GeoGebra construction
Steps
- To solve the problem, we use dilation in which the smallest circle is always reduced to a point. First, we look for the two solutions that are externally tangent to both of the smaller circles. If we imagine these two solutions and imagine shrinking the smallest given circle to its center, the solutions will expand. The remaining two circles must adjust their sizes to remain in contact with the solutions. The largest circle must be enlarged by the radius of the smallest circle, and the middle circle must be reduced by the radius of the given circle. In this way, we transform the problem into a circle–circle–point problem.
- We will solve the transformed problem using circle inversion. As the center of the inversion circle, we choose the center of the smallest circle. We can use the given circle itself as the inversion circle. The construction in the inverted image will be rather small, but we have access to zoom. We invert the two dilated circles.
- The center of the smallest circle is mapped to infinity in the inversion. Therefore, the solutions of the problem are mapped as common tangents of the transformed circles.
- We invert the found tangents back.
- We observe that the resulting circles are tangent to the dilated circles and pass through the center of the smallest given circle. They solve the transformed problem. However, after inverse dilation, only two of these circles correspond to solutions of the original problem.
- We dilate the selected circles by the radius of the smallest given circle. We have found the first two solutions to the problem.
- Next, we look for circles that are internally tangent to the smallest given circle and externally tangent to the middle circle. In this dilation, the middle circle will be enlarged and the largest one will be reduced. As mentioned above, the smallest circle is always reduced to a point.
- We invert the dilated circles.
- We find the common tangents of the transformed circles.
- We invert the tangents back.
- The resulting circles are solutions of the dilated problem.
- We dilate the found solutions back to obtain the solutions of the original problem.
- We now repeat the procedure for the case in which the two larger given circles are reduced in the dilation.
- We invert the dilated circles.
- We find the common tangents of the transformed circles.
- We invert the tangents back.
- The resulting circles are solutions of the dilated problem.
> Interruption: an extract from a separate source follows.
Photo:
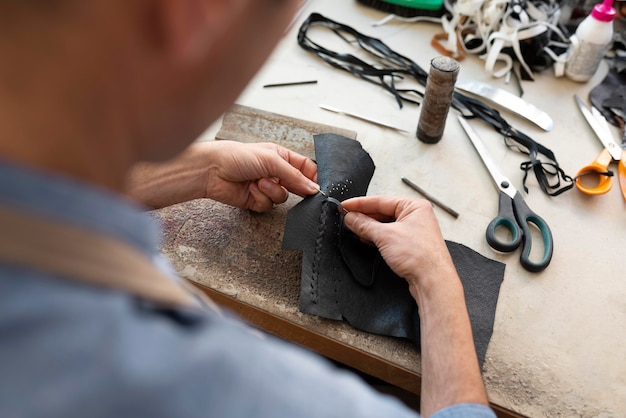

After inverse dilation, however, only two of these circles correspond to solutions of the original problem.
- We dilate the selected solutions back to obtain the solutions of the original problem.
- Finally, we repeat the procedure for the case in which the two larger given circles are enlarged in the dilation.
- We invert the dilated circles.
- We find the common tangents of the transformed circles.
- We invert the tangents back.
- The resulting circles are solutions of the dilated problem. After inverse dilation, however, only two of these circles correspond to solutions of the original problem.
- We dilate the selected solutions back to obtain the solutions of the original problem.
- The problem has eight solutions.